Currently on view at the Betty and Edward Marcus Sculpture Park at Laguna Gloria
As SUPERFLEX (Danish, formed 1993), the artists Bjørnstjerne Christiansen, Jakob Fenger, and Rasmus Nielsen produce collaborative projects they call “tools,” suggesting both functionality and the potential for modification by the participant. The group’s works have included video, installation, performance, sculpture, architecture, urban design, and even plumbing. Originally inspired by art collectives of the late 1950s through the 1970s such as Fluxus and the Situationist International (both still influential in Denmark in the 1990s)—as well as contemporary groups like Art & Language, Critical Art Ensemble, General Idea, and Group Material—in the end, SUPERFLEX opted to form a company: a business entity that they consider to be “the most flexible identity you could have in a capitalist society.”1
Practical critique (or detournement) of capitalism is the driving force behind SUPERFLEX’s work. Their projects often offer up a seemingly low-value product, which can be viably inserted into the marketplace, or, alternatively, might remove something of value from the financial system. In Lost Money, 2009, conceived in the wake of the twenty-first century’s Great Recession, two thousand coins of local currency are scattered across the ground by the artists, then permanently affixed to the surfaces where they fall.2 Installed at The Contemporary Austin in a glittering array of U.S. pennies, nickels, dimes, quarters, fifty-cent pieces, and dollar coins, the work has particular resonance sited on the patio and around the picturesque fountain of the Driscoll Villa, as the property was constructed with significant wealth in the period before the Great Depression and also overlooks many grand homes to the west. Removed from circulation, this “carpet of non-value,” as the artists describe the work, transforms the currency into “objects of frustrated desire.”3 Playfully resisting visitors’ temptation to gather the seemingly abandoned coins, Lost Money serves as a “tool” for unlocking an alternative, utopian society freed from its fixation on consumption and acquisition.

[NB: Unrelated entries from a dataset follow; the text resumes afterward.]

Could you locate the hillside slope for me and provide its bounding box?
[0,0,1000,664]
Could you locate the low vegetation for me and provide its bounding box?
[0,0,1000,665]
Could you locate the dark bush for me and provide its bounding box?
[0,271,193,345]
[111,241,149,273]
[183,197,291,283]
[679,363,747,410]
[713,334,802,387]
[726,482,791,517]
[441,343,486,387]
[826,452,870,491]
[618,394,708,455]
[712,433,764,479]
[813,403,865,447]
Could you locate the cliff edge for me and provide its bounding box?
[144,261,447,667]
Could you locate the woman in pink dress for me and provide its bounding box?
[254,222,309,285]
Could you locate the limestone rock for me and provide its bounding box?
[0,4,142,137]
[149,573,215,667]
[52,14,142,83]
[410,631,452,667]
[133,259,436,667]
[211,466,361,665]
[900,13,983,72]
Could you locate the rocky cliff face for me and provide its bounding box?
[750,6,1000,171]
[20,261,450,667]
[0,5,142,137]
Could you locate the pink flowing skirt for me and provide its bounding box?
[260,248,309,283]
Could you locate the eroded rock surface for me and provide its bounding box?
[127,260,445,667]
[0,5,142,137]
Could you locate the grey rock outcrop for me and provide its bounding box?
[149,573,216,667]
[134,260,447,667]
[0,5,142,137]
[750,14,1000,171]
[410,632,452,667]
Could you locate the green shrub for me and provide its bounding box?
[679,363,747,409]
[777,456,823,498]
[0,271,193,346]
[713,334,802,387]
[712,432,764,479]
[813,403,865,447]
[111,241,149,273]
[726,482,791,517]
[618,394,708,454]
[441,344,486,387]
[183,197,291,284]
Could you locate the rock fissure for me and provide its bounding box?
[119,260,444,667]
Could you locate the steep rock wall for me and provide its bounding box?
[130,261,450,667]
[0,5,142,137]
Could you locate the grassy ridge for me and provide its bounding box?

Lost Money is an addition to the museum's permanent collection, purchased with funds provided by the Edward and Betty Marcus Foundation.
1 SUPERFLEX (Rasmus Nielsen), interviewed by Phong Bui, The Brooklyn Rail, February 3, 2010.
2 Lost Money is often exhibited with The Financial Crisis (Session I–IV), 2009, a twelve-minute film in which a hypnotist with an “invisible hand” guides the viewer through stages of economic turmoil, calmly and (un)helpfully pointing out “the system is collapsing and there is nothing you can do about it.”
3 Exhibition catalogue, The Corrupt Show and the Speculative Machine (Mexico City: Fundacíon/Colección Jumex, 2013), 195.